Lost world

The lost world is a subgenre of the fantasy or science fiction genres that involves the discovery of an unknown world out of time, place, or both. It began as a subgenre of the late-Victorian adventure romance[citation needed] and remains popular into the 21st century.

The genre arose during an era when the fascinating remnants of lost civilizations around the world were being discovered, such as the tombs of Egypt's Valley of the Kings, the semi-mythical stronghold of Troy, the jungle-shrouded pyramids of the Maya, and the cities and palaces of the empire of Assyria. Thus, real stories of archaeological finds by imperial adventurers succeeded in capturing the public's imagination. Between 1871 and the First World War, the number of published lost world narratives, set in every continent, dramatically increased.[1]

The genre has similar themes to "mythical kingdoms", such as Atlantis and El Dorado.


King Solomon's Mines (1885) by H. Rider Haggard is sometimes considered the first lost world narrative.[2] Haggard's novel shaped the form and influenced later lost world narratives, including Rudyard Kipling's The Man Who Would Be King (1888), Arthur Conan Doyle's The Lost World (1912), Edgar Rice Burroughs' The Land That Time Forgot (1918), A. Merritt's The Moon Pool (1918), and H. P. Lovecraft's At the Mountains of Madness (1931).

Earlier works, such as Edward Bulwer-Lytton's Vril: The Power of the Coming Race (1871) and Samuel Butler's Erewhon (1872) use a similar plot as a vehicle for Swiftian social satire rather than romantic adventure. Other early examples are Simon Tyssot de Patot's Voyages et Aventures de Jacques Massé (1710), which includes a prehistoric fauna and flora, and Robert Paltock's The Life and Adventures of Peter Wilkins (1751), an 18th-century imaginary voyage inspired by both Defoe and Swift, where a man named Peter Wilkins discovers a race of winged people on an isolated island surrounded by high cliffs as in Burrough's Caspak. The 1820 Hollow Earth novel Symzonia has also been cited as the first of the lost world form, and Jules Verne's Journey to the Center of the Earth (1864) and The Village in the Treetops (1901) popularized the theme of surviving pockets of prehistoric species.[3] J.-H. Rosny aîné would later publish The Amazing Journey of Hareton Ironcastle (1922), a novel where an expedition in the heart of Africa discovers a mysterious area with an ecosystem from another world, with alien flora and fauna. Edgar Allan Poe's The Narrative of Arthur Gordon Pym of Nantucket (1838) has certain lost world elements towards the end of the tale.

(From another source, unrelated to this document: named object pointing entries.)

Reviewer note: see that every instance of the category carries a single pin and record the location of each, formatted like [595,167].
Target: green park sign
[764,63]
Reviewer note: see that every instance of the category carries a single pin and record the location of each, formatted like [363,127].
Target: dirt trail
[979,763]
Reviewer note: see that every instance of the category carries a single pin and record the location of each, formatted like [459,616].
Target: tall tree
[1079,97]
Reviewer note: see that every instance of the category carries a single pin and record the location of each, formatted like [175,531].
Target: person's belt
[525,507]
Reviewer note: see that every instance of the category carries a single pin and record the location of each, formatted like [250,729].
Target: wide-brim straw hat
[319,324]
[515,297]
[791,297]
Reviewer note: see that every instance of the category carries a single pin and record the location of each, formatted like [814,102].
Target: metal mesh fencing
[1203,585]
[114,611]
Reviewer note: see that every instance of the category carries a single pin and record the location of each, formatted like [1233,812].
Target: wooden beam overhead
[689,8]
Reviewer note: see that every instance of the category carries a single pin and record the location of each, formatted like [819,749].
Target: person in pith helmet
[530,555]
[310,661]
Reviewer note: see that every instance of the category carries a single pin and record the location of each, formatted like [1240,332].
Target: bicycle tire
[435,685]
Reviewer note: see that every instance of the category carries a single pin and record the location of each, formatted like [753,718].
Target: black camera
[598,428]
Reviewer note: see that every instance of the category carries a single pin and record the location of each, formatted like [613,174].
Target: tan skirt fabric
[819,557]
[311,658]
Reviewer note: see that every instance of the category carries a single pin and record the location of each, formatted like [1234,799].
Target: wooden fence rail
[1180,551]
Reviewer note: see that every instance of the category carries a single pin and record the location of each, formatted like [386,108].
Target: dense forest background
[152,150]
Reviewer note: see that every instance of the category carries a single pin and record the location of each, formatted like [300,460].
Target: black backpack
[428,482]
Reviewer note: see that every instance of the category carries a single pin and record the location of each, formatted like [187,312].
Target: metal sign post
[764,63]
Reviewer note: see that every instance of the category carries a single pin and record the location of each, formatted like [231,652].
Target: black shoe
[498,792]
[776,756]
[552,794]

James Hilton's Lost Horizon (1933) enjoyed popular success in using the genre as a takeoff for popular philosophy and social comment. It introduced the name Shangri-La, a meme for the idealization of the lost world as a Paradise. Similar books where the inhabitants of the lost world are seen as superior to the outsiders, are Joseph O'Neill's Land under England (1935) and Douglas Valder Duff's Jack Harding’s Quest (1939).[4]

Hergé also explores the theme in his comics The Seven Crystal Balls and Prisoners of the Sun (1944-48). Here the protagonists encounter an unknown Inca kingdom in the Andes.